Auto makers will face more intense oversight from regulators in the wake of the Toyota Motor Co. recalls and the "tsunami" of publicity about them, says a senior executive of the company's Canadian sales unit.
"Just looking back on the last several weeks, you've seen different companies respond differently to what are really similar issues," Stephen Beatty, managing director of Toyota Canada Inc. said Thursday.
"I think there's going to be a demand for a systematic approach to reporting [of problems]by manufacturers through government," he told The Globe and Mail's editorial board.
He made his comments as part of what he described as a process designed to educate Canadians about two massive recalls of Toyota vehicles in recent months for two distinct issues that may have created confusion in the minds of the auto maker's customers.
Both recalls dealt with potential problems drivers might have in stopping their vehicles. In one instance, vehicles have been recalled because of the possibility of floor mats jamming accelerator pedals. The other case involves possibly sticky gas pedals that prevent a car from slowing down the way it should.
Toyota is trying to recover from a bruising few weeks on the public relations front, after it was accused of acting too slowly to deal with the problems.
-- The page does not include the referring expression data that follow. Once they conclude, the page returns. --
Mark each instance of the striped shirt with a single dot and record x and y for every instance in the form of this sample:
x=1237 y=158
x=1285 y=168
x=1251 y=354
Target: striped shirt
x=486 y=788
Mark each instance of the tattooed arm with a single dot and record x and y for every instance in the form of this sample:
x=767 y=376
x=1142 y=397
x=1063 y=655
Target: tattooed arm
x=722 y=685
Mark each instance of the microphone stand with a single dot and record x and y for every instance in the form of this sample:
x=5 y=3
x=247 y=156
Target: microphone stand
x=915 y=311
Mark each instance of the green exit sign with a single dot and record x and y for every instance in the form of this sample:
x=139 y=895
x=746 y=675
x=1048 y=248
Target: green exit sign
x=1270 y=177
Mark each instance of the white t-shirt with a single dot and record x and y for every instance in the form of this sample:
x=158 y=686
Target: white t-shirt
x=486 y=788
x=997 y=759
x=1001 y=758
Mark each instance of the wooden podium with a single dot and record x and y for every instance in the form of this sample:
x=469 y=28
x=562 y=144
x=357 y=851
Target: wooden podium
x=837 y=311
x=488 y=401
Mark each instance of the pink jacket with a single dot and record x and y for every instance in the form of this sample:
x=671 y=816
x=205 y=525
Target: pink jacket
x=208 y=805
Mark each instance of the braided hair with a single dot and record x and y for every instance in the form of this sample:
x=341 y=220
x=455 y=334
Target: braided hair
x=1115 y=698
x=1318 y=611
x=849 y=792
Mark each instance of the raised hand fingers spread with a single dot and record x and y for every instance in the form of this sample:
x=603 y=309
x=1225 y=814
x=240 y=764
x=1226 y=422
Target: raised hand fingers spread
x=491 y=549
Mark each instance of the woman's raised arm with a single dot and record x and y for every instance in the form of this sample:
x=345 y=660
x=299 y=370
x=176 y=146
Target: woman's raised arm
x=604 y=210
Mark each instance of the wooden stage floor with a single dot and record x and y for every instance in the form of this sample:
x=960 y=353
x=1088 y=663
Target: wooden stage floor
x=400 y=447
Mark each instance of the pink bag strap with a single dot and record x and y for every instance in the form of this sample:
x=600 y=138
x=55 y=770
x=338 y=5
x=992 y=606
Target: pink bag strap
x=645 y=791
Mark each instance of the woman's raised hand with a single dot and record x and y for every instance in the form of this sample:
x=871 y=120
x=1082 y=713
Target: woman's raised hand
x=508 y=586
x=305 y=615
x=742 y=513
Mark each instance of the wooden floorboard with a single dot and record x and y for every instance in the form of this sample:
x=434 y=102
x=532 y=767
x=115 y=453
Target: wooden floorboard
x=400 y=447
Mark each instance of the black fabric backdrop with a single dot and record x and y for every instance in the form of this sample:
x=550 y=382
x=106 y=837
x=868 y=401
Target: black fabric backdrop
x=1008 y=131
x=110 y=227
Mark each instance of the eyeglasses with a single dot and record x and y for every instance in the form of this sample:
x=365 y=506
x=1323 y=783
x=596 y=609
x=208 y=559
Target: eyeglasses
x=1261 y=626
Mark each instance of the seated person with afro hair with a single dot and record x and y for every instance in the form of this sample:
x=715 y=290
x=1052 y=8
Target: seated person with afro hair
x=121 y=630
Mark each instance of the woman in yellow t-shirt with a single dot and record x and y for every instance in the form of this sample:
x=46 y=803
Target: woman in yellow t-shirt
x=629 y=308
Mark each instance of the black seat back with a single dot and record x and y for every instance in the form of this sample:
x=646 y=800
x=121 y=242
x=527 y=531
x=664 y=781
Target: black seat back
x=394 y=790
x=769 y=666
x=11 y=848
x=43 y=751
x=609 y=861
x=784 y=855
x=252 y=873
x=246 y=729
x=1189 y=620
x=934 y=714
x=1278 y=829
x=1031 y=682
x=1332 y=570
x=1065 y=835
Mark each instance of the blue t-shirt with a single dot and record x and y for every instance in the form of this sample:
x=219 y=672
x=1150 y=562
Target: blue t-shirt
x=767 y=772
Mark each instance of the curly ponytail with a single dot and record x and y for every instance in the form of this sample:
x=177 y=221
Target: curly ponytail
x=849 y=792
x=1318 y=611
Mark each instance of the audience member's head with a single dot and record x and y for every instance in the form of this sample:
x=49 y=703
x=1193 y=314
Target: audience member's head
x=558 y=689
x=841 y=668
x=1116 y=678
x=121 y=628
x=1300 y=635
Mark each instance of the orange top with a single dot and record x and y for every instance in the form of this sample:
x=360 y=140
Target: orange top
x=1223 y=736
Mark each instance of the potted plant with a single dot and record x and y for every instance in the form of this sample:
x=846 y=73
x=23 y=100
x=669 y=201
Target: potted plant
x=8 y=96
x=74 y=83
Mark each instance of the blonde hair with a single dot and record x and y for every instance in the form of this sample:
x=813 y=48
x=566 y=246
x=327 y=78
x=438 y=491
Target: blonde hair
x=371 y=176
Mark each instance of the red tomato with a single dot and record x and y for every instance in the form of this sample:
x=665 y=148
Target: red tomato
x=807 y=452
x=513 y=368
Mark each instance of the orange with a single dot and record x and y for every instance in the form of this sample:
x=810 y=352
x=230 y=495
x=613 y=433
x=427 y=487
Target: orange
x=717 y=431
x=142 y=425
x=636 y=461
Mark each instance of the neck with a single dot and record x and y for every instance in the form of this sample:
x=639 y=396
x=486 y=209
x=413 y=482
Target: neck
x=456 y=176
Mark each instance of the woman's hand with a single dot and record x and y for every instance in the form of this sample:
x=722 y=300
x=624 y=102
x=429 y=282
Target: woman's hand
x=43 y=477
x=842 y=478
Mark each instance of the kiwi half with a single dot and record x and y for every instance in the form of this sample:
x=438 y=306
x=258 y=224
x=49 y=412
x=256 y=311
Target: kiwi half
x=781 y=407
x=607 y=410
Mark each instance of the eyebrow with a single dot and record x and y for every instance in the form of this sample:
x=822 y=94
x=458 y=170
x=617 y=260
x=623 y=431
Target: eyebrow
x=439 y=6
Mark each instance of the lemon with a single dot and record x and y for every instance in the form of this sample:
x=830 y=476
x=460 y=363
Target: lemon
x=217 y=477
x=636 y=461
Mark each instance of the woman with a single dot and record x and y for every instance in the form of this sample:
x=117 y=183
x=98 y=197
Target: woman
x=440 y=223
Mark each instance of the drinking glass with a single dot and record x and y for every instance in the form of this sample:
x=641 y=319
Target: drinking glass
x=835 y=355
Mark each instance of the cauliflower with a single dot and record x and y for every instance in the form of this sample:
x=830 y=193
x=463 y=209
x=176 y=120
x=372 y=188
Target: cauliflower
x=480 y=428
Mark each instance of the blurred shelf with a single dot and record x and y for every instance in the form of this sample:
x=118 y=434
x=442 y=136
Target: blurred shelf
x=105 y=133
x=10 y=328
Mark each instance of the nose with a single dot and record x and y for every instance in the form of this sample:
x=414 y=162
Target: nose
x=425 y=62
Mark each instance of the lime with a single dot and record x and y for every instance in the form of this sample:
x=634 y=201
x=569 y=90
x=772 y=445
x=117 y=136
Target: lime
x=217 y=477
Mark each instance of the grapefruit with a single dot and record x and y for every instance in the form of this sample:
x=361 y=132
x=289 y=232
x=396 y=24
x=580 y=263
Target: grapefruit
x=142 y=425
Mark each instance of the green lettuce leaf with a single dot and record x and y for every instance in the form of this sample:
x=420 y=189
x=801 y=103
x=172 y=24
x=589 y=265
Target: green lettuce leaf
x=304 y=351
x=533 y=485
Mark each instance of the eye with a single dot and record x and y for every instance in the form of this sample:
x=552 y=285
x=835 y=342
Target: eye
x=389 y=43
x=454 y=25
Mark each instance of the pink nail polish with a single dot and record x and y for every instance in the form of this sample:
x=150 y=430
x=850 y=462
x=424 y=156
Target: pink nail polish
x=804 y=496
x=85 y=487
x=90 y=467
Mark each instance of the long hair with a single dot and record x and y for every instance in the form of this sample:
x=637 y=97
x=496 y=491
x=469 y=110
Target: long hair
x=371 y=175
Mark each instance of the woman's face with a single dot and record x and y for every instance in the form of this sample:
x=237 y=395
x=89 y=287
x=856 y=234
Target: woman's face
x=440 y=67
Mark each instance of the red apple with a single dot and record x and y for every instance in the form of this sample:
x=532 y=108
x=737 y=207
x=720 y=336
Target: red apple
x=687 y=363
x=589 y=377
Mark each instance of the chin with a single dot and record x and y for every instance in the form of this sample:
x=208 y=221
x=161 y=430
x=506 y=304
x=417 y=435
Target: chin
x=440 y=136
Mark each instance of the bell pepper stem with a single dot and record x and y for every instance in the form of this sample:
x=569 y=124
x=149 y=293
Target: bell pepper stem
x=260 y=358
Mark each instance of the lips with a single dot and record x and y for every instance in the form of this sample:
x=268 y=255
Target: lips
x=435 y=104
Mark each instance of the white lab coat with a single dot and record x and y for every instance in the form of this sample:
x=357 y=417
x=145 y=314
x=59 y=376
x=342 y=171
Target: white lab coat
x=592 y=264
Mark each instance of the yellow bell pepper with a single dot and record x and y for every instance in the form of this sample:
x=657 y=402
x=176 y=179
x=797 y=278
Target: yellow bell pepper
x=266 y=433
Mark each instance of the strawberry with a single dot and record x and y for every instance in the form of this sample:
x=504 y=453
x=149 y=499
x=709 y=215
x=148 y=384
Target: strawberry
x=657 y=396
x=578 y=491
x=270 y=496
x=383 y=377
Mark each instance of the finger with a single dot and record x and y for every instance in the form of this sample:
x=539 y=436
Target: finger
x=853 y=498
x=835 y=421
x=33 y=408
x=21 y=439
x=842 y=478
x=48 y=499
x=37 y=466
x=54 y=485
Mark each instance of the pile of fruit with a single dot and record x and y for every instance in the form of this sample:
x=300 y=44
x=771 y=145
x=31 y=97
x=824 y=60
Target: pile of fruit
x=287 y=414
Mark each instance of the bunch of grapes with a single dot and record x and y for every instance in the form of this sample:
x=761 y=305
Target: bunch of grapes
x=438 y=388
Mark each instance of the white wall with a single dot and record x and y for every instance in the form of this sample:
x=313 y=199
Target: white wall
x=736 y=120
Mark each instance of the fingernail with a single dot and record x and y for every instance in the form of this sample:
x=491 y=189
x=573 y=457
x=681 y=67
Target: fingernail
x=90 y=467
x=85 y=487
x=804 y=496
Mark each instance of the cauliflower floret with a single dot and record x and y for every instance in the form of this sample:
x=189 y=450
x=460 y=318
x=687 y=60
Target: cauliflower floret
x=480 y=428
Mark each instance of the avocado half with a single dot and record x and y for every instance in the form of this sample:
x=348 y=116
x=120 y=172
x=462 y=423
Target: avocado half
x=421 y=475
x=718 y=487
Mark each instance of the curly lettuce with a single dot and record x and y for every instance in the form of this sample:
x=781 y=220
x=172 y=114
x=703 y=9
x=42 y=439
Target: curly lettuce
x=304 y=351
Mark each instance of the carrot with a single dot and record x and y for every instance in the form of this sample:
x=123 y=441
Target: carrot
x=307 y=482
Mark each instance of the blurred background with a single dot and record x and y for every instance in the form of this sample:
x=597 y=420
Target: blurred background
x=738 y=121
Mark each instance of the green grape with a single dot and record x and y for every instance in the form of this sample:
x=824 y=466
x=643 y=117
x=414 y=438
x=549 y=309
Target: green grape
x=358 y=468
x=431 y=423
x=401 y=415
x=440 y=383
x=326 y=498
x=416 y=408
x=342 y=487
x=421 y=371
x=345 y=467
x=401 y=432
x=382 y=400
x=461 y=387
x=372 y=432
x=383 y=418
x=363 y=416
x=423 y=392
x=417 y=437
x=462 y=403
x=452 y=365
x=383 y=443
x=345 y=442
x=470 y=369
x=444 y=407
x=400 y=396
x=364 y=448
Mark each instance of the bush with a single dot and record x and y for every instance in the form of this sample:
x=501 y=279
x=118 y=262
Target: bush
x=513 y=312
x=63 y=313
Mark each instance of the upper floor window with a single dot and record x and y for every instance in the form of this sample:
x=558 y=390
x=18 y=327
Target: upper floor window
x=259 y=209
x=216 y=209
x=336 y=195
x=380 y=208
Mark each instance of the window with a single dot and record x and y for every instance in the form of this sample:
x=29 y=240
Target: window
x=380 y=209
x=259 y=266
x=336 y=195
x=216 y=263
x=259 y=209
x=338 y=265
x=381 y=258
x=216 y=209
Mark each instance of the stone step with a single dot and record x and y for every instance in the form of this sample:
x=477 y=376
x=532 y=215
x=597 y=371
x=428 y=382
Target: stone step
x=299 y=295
The recalls have become a political issue in the United States, and yesterday, Toyota president Akio Toyoda said he will testify at a congressional hearing next week. Mr. Toyoda, grandson of the company's founder, said in a statement he looks "forward to speaking directly with Congress and the American people."
The recalls affected about eight million vehicles globally. Further trouble arose for Toyota last week when it recalled its showcase environmental car, the Prius, because of some complaints about the way the cars brake.
Mr. Beatty noted that manufacturers can issue technical bulletins, which advise service representatives and customers of problems, customer satisfaction notices that don't relate to safety issues, or full recalls to address defects that can cause safety hazards.
"I think there's going to be a great deal more scrutiny on what falls into what category," he said. "I think in future there's going to be much less discretion."
Toyota Canada will begin running television ads that are similar to those its U.S. sister company ran on American networks during the opening ceremonies of the Vancouver Olympics, he said.
"Recently, our company hasn't been living up to the standards that you've come to expect from us or that we expect from ourselves," an announcer said in that ad, which outlined steps "to restore your faith in our company."
Toyota Canada will also consider extending warranties and other actions, he said, but the first priority is to make sure customers get potentially sticky pedals fixed. That recall affected about 270,000 vehicles in Canada, including Toyota's two top sellers, the Corolla compact and the RAV4 crossover utility vehicle.